ROYAUME-UNI : LE CHANT DU CYGNE

- Timing parfait pour les Conservateurs

L’élection générale au Royaume-Uni prévue le 8 juin prochain tombe au parfait moment pour les Conservateurs puisque les effets économiques négatifs du Brexit ne sont pas encore très saillants. En avançant de trois ans le scrutin (initialement prévu en 2020), le Premier ministre Theresa May fait coup double : elle obtient l’onction démocratique dont elle avait besoin pour négocier au nom du Royaume-Uni avec l’UE et elle obtient cinq ans de répit politique (jusqu’en 2022) afin de gérer la tempête économique qui résultera inévitablement de la sortie de l’UE.

Lorsque Theresa May a annoncé la tenue d’un scrutin anticipé, les sondages lui donnaient une confortable avance. Cependant, en politique, les choses peuvent rapidement changer. Les sondages d’opinion les plus récents, pour ce qu’ils valent, confirment que l’écart ne cesse de se réduire entre les Conservateurs et les Travaillistes. Un sondage de YouGov publié la semaine passée a même suggéré que les Conservateurs pourraient perdre la majorité qu’ils ont obtenue à l’issue des élections de 2015 (330 sièges), ce qui a immédiatement poussé la livre sterling à la baisse du fait des craintes d’un Hung Parliament.

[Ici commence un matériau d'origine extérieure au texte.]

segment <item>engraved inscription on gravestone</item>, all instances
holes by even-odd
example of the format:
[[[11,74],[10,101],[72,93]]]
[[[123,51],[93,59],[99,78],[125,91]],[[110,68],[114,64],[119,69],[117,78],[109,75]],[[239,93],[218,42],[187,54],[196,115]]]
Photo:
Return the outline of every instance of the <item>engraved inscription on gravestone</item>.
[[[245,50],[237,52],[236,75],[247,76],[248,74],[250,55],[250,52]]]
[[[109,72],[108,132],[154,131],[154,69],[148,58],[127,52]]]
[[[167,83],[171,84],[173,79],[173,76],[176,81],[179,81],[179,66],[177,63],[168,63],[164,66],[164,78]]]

De notre point de vue, ce sondage a attiré une attention exagérée sachant que sa méthodologie est controversée et que même la direction de YouGov a reconnu qu’il faut faire preuve de prudence avec ces résultats, soulignant que « la marge d’erreur est très importante ». Concrètement, cela signifie que ces résultats ont une fiabilité proche de zéro. Pour l’instant, la majorité des instituts donne les Conservateurs en tête. Si nécessaire, le parti pourra signer un accord de coalition avec les Libéraux-Démocrates, comme ce fut le cas après les élections de 2010, à condition de trouver un terrain d’entente à propos de l’immigration. Les Libéraux-Démocrates plaident en faveur d’une « immigration des plus qualifiés » alors que les Conservateurs visent une réduction de l’immigration nette à une dizaine de milliers par an.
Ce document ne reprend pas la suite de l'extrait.